Iceberg B-15 is one of the world's largest recorded icebergs. It measured around 295 km long and 37 km wide (183-23 mi), with a surface area of 11,000 km² (4,250 mi²)  - larger than the island of Jamaica. The mass was estimated around three billion tonnes. After almost a decade, parts of B-15 still have not melted.

Background

Calved from the Ross Ice Shelf near Roosevelt Island in March 2000, B-15 broke up into several pieces in 2000, 2002 and 2003, the largest of which, B-15A, covered 6,400 km² of the sea surface. In November 2003, after the separation from B-15J iceberg, B-15A drifted away from Ross Island on the open waters of the Ross Sea.

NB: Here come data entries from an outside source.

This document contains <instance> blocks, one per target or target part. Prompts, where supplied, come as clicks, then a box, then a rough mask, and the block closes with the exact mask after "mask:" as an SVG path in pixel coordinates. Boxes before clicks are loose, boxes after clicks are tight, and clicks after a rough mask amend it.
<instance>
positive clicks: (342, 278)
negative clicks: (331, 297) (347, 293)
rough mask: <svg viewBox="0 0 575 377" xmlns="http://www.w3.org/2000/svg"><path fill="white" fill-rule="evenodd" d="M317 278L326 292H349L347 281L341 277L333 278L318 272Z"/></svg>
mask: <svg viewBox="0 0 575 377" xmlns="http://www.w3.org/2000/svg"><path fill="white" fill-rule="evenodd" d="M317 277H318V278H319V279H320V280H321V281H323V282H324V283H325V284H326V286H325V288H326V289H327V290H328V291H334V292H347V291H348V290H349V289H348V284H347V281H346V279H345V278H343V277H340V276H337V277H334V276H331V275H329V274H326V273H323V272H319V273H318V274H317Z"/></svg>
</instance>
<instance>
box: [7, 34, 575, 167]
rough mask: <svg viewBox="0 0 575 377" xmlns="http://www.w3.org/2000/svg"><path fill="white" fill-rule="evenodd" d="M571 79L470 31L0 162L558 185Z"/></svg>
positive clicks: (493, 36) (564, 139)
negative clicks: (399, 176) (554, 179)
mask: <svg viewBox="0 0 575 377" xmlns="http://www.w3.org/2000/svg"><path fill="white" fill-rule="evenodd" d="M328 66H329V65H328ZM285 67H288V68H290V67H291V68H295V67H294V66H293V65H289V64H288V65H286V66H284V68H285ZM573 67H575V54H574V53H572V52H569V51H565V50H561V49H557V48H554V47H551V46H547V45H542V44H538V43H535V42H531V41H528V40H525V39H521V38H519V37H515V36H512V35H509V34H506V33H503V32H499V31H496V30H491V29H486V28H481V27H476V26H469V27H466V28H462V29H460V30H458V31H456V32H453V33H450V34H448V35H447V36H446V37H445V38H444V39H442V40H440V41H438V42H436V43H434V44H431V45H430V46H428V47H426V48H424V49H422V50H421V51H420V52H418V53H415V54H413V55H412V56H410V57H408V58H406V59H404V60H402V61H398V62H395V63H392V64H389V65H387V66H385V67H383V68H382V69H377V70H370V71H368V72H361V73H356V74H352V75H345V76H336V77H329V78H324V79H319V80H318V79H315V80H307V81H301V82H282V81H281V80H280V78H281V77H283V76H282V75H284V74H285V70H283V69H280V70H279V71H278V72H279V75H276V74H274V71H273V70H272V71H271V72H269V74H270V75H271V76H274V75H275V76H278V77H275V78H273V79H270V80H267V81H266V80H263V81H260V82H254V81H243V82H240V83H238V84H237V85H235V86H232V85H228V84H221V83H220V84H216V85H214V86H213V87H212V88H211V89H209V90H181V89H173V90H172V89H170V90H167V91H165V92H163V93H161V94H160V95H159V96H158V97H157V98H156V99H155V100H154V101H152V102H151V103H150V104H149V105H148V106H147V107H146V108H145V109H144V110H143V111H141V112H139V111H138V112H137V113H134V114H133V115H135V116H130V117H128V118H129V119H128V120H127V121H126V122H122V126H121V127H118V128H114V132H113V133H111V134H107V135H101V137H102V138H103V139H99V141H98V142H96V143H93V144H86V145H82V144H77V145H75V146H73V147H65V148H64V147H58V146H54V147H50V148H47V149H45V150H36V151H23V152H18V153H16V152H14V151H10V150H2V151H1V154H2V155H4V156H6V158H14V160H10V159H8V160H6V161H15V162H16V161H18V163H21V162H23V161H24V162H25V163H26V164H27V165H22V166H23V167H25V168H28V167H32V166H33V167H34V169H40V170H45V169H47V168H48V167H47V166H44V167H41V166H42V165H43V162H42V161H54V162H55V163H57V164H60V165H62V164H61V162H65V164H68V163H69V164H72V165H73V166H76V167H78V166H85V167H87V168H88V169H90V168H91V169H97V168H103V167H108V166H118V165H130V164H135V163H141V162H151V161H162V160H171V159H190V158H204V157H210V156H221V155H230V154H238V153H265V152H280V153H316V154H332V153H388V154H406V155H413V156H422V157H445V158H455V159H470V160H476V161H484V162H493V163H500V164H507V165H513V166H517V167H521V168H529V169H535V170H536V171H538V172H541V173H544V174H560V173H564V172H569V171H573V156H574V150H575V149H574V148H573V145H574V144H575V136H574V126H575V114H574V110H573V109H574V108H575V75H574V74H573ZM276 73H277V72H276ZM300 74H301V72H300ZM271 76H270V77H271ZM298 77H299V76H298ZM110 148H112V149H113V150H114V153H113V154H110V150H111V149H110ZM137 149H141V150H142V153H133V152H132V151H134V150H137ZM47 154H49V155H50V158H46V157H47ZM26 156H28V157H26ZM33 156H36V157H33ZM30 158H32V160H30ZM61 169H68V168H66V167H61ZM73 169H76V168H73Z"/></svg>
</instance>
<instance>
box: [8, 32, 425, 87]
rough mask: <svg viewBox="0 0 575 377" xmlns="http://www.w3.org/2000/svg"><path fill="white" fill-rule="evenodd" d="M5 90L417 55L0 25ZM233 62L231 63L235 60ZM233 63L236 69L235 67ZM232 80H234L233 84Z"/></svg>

In December 2003 a small knife-shaped iceberg, B-15K (about 300 km²), detached itself from the main body of B-15A and started drifting northward. In 2005 prevailing currents took B-15A slowly past the Drygalski Ice Tongue; the collision broke off the tip of Drygalski in mid-April. Then the iceberg sailed on along the coast leaving McMurdo Sound until it ran aground off Cape Adare in Victoria Land and broke into several smaller pieces on 27–28 October 2005. The largest piece was still named B-15A (now measuring approx. 1,700 km²), while three additional pieces were named B-15P, B-15M and B-15N. It then moved farther up north and broke up into more pieces. These were spotted by air force fisheries patrol on 3 November 2006. On 21 November 2006 several large pieces were seen just 60 km off the coast of Timaru, New Zealand. The largest measured about 1.8 km (~1 mi), rising 37 m (120 ft) from the surface of the ocean.

Effect on Antarctic ecology

On April 10, 2005 B-15A hit the Drygalski ice tongue, a projection of the fast-moving David Glacier that flows through Antarctica's mountainous Victoria Land coastal region, breaking off an 8 km² (3 mi²) section of the ice tongue. This collision with the Drygalski tongue forced a redrawing of Antarctic maps.

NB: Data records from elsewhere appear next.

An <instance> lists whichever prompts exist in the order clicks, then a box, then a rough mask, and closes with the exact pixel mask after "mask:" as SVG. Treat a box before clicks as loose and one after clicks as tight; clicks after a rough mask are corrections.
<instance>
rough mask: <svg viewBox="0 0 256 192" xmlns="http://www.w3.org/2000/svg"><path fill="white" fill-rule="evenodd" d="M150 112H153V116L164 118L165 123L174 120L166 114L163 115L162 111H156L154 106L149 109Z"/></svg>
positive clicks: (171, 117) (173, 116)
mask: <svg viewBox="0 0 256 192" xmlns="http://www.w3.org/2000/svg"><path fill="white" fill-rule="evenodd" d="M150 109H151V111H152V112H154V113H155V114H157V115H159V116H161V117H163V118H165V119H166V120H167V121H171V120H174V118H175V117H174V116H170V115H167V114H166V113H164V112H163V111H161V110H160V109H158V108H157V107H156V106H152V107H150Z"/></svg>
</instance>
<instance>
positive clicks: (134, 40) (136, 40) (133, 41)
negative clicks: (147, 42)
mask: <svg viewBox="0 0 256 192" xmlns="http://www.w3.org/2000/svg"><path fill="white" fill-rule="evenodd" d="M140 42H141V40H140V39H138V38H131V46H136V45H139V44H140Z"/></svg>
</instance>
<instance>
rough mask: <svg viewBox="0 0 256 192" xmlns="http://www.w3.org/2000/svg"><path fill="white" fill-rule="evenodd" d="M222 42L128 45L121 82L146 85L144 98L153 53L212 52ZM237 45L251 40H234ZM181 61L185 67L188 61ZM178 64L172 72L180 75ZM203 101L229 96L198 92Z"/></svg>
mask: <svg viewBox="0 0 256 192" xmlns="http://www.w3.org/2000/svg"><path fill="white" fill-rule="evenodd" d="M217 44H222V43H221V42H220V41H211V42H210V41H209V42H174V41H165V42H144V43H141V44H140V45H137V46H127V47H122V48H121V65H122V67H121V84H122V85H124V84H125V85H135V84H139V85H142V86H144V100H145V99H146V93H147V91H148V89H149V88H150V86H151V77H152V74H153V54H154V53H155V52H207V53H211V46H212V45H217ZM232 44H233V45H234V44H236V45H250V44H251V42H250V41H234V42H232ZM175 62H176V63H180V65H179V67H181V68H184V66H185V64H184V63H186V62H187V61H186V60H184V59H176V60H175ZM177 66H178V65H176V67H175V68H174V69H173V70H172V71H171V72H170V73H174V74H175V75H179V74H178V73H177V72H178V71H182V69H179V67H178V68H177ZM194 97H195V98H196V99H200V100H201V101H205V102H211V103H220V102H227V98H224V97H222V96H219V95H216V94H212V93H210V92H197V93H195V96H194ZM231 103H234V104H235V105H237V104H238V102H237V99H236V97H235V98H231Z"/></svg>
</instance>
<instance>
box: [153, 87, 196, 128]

B-15A prevented ocean currents and winds from assisting in the 2004 - 2005 summer break-up of the sea ice in McMurdo Sound, and was an obstacle to the annual resupply ships to three research stations. The floe was expected to cause a catastrophic decline in the population of Adelie Penguins, as it added considerable distances which parent penguins must travel back from the sea to their chicks. Weddell seals and Skuas are also inhabitants of McMurdo Sound and their populations may have been affected as well.

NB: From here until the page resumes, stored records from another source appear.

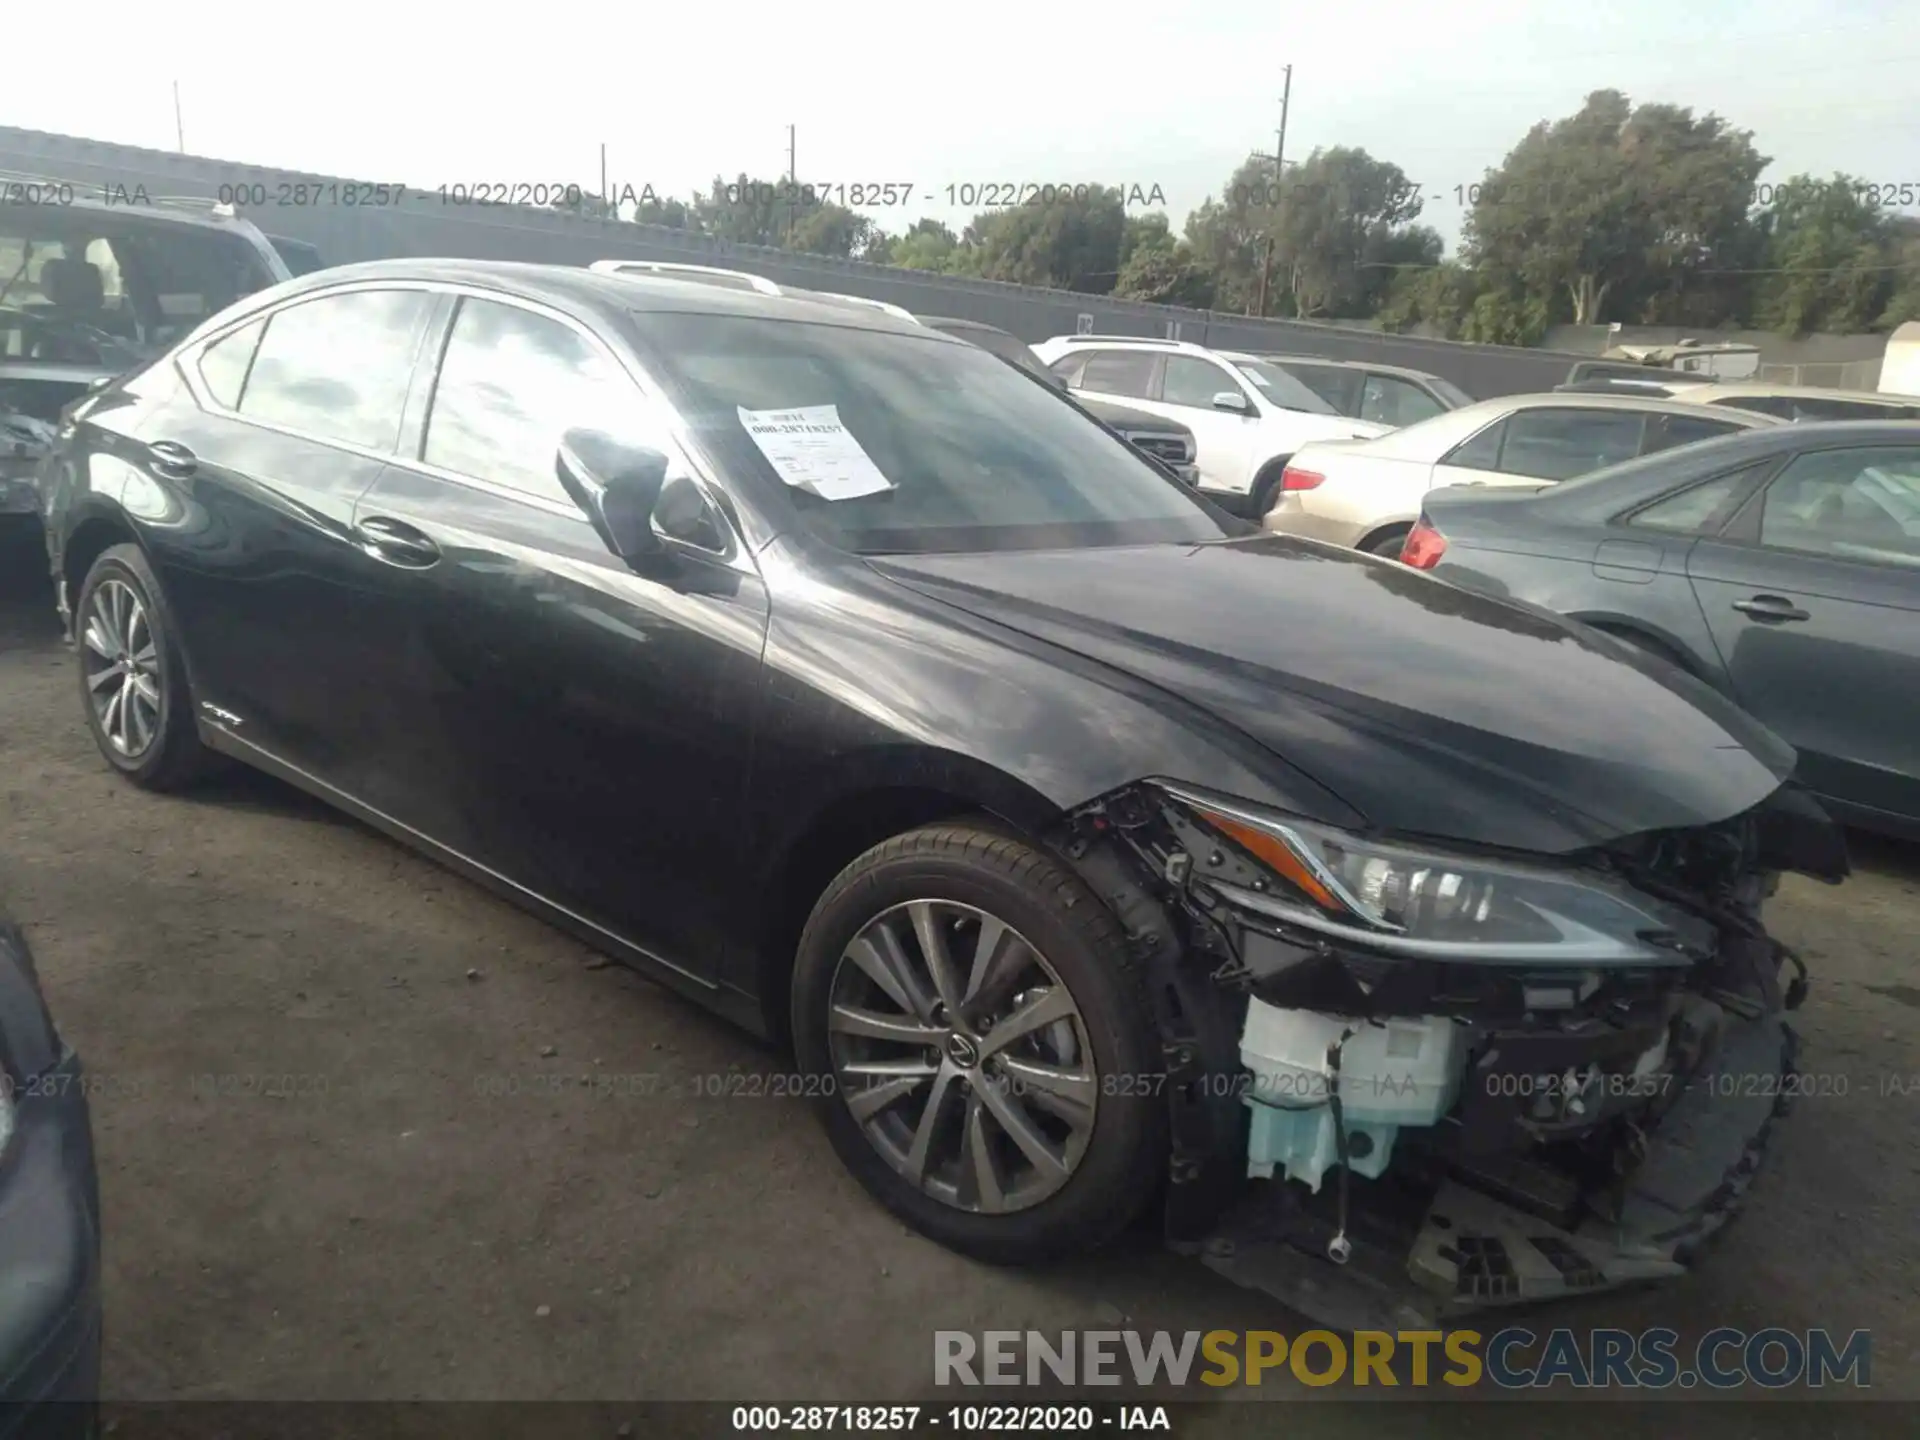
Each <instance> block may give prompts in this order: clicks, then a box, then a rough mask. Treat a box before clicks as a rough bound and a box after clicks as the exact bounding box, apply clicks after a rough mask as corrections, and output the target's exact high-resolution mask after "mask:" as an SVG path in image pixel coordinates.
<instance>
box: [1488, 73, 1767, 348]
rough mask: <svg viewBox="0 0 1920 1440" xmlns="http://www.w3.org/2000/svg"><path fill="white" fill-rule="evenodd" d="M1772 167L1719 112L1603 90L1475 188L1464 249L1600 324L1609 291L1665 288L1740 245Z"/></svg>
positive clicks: (1545, 300)
mask: <svg viewBox="0 0 1920 1440" xmlns="http://www.w3.org/2000/svg"><path fill="white" fill-rule="evenodd" d="M1764 167H1766V157H1764V156H1761V154H1757V152H1755V148H1753V136H1751V134H1749V132H1747V131H1734V129H1730V127H1728V125H1726V121H1722V119H1720V117H1718V115H1705V117H1699V119H1695V117H1693V111H1692V109H1682V108H1676V106H1642V108H1640V109H1634V108H1632V106H1630V104H1628V100H1626V96H1624V94H1620V92H1619V90H1596V92H1594V94H1590V96H1588V98H1586V104H1584V106H1582V108H1580V109H1578V113H1574V115H1569V117H1567V119H1559V121H1551V123H1549V121H1542V123H1538V125H1534V127H1532V129H1530V131H1528V132H1526V136H1524V138H1523V140H1521V142H1519V144H1517V146H1515V148H1513V150H1511V152H1509V154H1507V157H1505V161H1503V163H1501V165H1500V167H1498V169H1494V171H1490V173H1488V177H1486V180H1484V182H1482V184H1478V186H1473V209H1471V211H1469V217H1467V227H1465V240H1467V252H1469V257H1471V259H1473V263H1475V265H1476V267H1492V269H1496V271H1500V273H1503V275H1511V276H1515V278H1517V280H1519V282H1521V286H1523V288H1524V294H1526V300H1528V301H1540V303H1546V305H1548V307H1549V313H1553V311H1559V309H1561V307H1565V311H1571V317H1572V321H1574V323H1576V324H1597V323H1599V319H1601V315H1603V311H1605V305H1607V298H1609V294H1611V296H1615V298H1617V300H1620V298H1626V296H1630V294H1632V292H1640V294H1645V292H1649V290H1657V288H1661V284H1663V282H1665V280H1668V278H1672V276H1686V275H1688V273H1697V271H1703V269H1713V267H1715V265H1716V255H1718V252H1720V250H1722V248H1726V246H1738V242H1740V230H1741V227H1743V225H1745V213H1747V205H1749V204H1751V198H1753V182H1755V179H1757V177H1759V173H1761V171H1763V169H1764Z"/></svg>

In October 2006, it was noted by MacAyeal et al. (2006)  that a large storm in the Gulf of Alaska generated a trans-Pacific ocean swell that may have contributed to breaking B15-A into many pieces on October 27, 2005. The swell travelled 13,500 km (8,300 mi) from Alaska to Antarctica over six days. Scientists are studying this event as an example of how weather in one area can have effects in other parts of the world, and with concern over the effects on global warming. A more recent and detailed study by Martin et al. (2010), however, indicates that the iceberg breakup was principally caused by repeated grounding with near-coastal bathymetry near Cape Adare, Victoria Land.